We spent two days fishing with Captain Kirk and had two completely different experiences.
Day 1 we were on Lake Livingston. Kirk picked us up at 6 am and we drove by a couple of fishing spots before settling on a Lake Livingston location. We sent out 8 lines. Each line included about 30 feet of 150 lb. braid with a treble hook and an “Andre the Giant fist” sized chuck of carp on one end and a floating plastic water bottle attached to an inflated white balloon (easier to see) tied on the other. After watching those lines for a short time we left to look at another area nearby. The second area had numerous alligator gar rolling on the surface so we set out 3 lines there and went back and picked up the first 8 lines, and brought them back to spot number 2.
I wasn’t long before several of the white balloons could be seen racing across the lake. Fawkinnae this is going to be good! The challenge at spot number 2, as we soon found out, was all the snags and stumps left from when the lake was created. The gar seemed especially skilled at wrapping our lines around these trees and breaking the heavy braid. Yup FÄW-KINN-AE!
After several of these break offs we finally started catching gar. And the gar gods must have been smiling on us because each of us started off with a nice 20 - 25 pounder.
After our training gar, we got into still bigger gar, not the giants we knew were swimming under us but 75 - 80 pounders. This is where things went from interesting to crazy. Once the fish had been pulled up alongside the boat with the rod and reel, Captain Kirk lassoed the gar and pulled them in over the side of the boat. After some serious thrashing Kirk handed the reptile like fish into the arms of the proud but nervous fisherman.

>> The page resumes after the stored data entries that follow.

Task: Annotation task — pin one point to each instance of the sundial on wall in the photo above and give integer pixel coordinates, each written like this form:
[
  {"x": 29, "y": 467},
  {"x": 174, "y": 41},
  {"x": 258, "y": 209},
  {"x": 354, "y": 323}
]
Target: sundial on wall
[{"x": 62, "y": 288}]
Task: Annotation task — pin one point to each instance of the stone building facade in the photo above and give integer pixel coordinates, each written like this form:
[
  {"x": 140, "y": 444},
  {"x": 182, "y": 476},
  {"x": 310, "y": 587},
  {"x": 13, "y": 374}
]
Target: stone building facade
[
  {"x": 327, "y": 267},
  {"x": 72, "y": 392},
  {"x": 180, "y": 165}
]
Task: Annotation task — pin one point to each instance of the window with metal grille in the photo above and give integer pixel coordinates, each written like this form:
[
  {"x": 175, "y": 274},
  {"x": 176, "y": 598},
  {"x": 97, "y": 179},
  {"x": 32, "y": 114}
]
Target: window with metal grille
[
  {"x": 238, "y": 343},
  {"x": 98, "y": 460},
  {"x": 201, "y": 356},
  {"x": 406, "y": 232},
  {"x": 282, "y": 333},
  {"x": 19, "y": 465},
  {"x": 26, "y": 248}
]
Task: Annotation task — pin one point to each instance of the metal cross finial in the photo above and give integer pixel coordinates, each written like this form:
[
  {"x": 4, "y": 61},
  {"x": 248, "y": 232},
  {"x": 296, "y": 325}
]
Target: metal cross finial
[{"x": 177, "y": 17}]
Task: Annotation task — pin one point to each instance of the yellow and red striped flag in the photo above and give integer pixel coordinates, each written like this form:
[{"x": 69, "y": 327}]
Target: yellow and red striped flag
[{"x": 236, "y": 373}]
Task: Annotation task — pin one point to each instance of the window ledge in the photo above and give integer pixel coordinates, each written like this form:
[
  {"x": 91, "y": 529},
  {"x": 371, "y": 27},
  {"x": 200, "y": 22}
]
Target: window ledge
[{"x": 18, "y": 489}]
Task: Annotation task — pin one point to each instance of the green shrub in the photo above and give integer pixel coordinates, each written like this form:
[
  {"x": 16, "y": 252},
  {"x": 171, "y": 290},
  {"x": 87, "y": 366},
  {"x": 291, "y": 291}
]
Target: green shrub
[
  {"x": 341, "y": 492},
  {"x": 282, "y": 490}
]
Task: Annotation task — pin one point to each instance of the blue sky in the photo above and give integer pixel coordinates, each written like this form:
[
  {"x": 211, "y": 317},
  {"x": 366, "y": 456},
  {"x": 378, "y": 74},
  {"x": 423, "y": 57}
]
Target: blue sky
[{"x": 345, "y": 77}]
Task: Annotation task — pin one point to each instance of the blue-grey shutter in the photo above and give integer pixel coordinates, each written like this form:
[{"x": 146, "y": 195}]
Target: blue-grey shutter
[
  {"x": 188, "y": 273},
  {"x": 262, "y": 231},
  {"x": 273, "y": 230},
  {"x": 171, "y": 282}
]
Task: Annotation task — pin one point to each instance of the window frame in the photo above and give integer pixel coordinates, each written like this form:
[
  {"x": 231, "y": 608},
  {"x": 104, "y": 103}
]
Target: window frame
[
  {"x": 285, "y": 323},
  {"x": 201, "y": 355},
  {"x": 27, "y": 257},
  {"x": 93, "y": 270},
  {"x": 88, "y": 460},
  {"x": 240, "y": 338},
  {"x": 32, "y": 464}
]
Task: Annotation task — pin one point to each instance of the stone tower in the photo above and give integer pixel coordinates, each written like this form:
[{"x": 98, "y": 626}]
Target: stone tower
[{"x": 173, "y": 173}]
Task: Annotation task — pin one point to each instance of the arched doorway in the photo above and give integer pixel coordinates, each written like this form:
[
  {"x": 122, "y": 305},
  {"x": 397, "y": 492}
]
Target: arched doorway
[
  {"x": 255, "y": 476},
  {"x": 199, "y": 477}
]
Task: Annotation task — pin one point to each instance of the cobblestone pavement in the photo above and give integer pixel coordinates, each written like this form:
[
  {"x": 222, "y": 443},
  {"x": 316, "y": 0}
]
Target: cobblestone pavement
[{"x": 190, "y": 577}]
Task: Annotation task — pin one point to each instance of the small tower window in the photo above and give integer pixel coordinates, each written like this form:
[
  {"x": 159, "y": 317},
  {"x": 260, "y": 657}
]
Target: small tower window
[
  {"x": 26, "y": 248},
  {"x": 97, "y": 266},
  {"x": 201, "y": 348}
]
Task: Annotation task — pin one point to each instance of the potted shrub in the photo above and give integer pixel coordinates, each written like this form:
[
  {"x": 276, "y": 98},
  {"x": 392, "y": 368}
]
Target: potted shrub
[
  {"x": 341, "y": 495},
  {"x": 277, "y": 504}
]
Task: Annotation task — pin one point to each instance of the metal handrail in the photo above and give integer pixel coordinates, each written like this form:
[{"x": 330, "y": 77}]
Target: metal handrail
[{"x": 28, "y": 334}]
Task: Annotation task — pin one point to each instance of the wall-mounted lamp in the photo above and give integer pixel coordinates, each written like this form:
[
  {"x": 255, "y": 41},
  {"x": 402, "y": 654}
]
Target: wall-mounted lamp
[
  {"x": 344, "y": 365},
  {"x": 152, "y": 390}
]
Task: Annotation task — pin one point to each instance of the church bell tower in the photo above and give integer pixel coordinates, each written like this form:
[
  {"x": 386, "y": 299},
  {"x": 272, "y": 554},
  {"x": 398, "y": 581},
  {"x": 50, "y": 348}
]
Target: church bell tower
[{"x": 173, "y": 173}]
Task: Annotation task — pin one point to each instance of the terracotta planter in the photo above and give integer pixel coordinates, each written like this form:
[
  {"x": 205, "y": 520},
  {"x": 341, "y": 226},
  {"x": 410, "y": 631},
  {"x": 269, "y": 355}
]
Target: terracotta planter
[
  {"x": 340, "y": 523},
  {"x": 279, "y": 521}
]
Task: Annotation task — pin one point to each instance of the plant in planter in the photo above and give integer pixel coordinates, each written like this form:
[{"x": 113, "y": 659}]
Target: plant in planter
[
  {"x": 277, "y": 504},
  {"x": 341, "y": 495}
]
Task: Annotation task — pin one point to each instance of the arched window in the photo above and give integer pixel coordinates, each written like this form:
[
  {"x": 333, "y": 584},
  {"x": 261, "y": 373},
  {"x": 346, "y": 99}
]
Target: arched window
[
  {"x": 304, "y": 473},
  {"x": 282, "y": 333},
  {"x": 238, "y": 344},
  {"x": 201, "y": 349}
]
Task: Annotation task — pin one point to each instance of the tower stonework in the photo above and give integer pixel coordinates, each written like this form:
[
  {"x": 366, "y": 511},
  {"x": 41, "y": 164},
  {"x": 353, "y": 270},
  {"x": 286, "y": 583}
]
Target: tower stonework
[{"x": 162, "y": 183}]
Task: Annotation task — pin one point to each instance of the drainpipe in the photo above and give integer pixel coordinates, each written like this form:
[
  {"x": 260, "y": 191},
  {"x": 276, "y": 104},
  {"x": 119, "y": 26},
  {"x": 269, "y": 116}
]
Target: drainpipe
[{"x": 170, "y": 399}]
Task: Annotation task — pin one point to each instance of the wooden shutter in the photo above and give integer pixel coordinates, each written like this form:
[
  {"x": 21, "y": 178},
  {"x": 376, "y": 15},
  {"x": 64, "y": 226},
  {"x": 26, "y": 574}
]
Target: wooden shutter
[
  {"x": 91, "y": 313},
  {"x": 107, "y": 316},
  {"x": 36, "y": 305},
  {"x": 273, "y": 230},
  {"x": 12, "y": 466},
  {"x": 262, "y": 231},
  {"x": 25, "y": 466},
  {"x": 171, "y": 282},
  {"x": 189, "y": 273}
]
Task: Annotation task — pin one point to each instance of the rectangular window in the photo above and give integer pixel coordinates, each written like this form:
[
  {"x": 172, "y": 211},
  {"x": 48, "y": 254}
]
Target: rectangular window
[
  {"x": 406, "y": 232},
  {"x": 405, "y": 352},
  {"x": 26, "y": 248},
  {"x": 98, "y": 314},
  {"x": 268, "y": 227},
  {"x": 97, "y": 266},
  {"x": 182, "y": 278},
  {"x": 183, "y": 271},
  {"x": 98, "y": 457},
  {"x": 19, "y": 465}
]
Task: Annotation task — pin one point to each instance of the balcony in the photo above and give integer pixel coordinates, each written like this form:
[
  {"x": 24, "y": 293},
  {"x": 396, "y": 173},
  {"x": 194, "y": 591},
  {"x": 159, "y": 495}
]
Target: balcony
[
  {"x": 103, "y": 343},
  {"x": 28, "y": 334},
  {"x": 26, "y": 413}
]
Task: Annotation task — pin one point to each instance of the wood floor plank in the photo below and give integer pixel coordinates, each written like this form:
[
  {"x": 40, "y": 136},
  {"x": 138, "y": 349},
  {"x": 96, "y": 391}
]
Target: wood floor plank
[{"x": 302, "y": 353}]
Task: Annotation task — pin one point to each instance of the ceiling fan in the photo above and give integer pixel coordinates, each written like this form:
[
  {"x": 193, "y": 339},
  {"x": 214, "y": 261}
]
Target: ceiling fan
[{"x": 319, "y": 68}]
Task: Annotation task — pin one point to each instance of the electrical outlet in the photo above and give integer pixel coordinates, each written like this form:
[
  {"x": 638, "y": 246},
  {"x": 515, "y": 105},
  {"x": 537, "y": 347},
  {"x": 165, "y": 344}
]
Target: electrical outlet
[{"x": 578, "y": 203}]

Then the fish were released to grow even bigger. Fawkinnae - that’s full contact fishing! Besides the 6 gar we caught we probably missed another half dozen. We quit about 2 pm and headed back to Kirk’s place, hot and tired but happy with our success.

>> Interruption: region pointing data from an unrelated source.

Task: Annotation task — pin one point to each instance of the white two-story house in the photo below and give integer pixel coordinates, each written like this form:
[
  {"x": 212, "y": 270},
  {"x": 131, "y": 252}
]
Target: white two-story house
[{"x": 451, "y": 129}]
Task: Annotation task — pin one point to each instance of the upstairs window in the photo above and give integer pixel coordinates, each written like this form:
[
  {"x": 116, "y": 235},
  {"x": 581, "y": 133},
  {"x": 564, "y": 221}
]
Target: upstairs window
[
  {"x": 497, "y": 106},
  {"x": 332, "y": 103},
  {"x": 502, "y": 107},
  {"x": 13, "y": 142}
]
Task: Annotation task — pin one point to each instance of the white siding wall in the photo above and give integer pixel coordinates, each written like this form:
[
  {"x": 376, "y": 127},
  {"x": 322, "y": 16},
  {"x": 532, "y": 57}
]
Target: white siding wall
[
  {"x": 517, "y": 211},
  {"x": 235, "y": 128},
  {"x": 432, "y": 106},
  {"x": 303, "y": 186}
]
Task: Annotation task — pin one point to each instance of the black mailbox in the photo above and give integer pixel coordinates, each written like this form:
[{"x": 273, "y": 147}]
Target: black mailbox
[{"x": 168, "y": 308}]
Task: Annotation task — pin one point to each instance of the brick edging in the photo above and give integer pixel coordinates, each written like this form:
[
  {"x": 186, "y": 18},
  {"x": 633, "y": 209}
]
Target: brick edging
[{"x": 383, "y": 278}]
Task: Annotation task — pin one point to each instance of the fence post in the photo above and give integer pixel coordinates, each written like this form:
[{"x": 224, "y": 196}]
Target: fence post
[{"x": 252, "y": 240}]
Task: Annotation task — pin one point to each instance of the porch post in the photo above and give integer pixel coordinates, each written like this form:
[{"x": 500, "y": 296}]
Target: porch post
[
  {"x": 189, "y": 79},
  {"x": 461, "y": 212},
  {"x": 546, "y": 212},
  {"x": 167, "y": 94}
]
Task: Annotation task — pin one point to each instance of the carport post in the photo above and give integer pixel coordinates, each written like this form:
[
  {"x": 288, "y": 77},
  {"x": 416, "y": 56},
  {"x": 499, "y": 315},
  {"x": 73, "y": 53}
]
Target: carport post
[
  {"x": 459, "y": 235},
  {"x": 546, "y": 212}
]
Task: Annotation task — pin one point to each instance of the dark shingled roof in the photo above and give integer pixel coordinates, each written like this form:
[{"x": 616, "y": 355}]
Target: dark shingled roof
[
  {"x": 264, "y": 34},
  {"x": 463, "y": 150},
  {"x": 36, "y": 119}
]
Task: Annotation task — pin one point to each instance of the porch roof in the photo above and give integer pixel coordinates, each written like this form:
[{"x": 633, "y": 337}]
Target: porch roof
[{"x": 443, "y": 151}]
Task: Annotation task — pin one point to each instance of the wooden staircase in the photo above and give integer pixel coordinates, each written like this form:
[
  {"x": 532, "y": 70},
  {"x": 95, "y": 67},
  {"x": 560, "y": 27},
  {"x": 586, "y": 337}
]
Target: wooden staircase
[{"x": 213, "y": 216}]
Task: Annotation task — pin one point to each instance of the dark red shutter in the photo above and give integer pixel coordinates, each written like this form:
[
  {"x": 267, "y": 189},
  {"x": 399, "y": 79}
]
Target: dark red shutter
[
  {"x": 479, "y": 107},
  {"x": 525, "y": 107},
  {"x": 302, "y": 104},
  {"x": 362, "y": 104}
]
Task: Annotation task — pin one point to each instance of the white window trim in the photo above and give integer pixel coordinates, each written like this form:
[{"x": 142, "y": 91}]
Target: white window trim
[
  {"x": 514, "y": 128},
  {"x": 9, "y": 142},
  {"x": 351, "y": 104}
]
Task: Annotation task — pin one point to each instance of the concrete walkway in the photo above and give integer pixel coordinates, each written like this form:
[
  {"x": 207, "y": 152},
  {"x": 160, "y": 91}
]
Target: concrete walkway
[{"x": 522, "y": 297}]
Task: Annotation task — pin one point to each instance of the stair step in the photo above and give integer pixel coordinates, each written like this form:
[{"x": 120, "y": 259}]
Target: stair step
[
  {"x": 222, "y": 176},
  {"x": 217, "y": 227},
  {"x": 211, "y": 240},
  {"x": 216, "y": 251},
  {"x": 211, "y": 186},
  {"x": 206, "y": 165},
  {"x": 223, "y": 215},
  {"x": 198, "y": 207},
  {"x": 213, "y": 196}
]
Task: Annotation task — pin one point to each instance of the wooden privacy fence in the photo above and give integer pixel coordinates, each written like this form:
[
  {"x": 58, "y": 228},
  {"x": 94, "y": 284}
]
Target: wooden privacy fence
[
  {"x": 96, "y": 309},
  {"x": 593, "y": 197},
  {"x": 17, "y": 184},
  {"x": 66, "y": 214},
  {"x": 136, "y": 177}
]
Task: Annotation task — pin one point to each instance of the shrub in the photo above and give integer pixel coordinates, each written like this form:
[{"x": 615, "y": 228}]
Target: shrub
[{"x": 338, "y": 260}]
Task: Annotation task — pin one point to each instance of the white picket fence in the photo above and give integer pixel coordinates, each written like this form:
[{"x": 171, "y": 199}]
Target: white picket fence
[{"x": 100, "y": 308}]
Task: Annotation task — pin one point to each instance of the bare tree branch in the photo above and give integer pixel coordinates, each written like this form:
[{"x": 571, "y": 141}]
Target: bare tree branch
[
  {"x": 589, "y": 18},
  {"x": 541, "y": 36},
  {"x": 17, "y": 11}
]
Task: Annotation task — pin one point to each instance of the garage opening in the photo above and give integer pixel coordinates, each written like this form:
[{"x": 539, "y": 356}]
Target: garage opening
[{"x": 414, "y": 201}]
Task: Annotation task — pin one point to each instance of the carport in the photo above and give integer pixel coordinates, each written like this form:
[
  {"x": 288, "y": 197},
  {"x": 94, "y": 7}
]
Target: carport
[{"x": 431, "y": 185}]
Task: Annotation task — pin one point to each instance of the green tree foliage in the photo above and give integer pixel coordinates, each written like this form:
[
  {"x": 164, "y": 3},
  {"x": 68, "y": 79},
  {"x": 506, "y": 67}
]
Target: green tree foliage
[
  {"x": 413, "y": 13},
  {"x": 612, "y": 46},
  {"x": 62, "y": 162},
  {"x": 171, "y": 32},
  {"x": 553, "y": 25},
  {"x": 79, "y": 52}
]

Day 2 was a completely different experience. This time we fished below a dam on the Trinity River. There were quite a few fishermen around us, some fishing from the river bank, some in boats and some wading in the middle of the river. Our fishing technique was completely different than yesterday. This time we set 4 rods and reels up on the river bank, propped up by a pole that supported the rod but also had a slot where the line was placed. On the other end of the line was a large float again with a treble hook and giant chunk of carp. When a fish picked up the bait and ran with it, an electronic signal was sent to a monitor in the boat. While we waited for the monitor alarm to go off (just about every 15 minutes or so) we fished for carp from the boat to use as additional bait. It seemed like one or two of the alarms was always going off, but day 2 we were not able to get a fish in the boat.
Numerous crazy things happened to interfere with our catching. Multiple times some knucklehead on shore would cast over our line and scare the gar that had not yet swallowed the bait. Other times the line would get tangled in debris in the river and scare off the fish. Seemed like there was always something to interfere with our catching gar. Meanwhile we delivered a carp fishing clinic while chasing gar. Another fun, frustrating, fabulous day was had by all!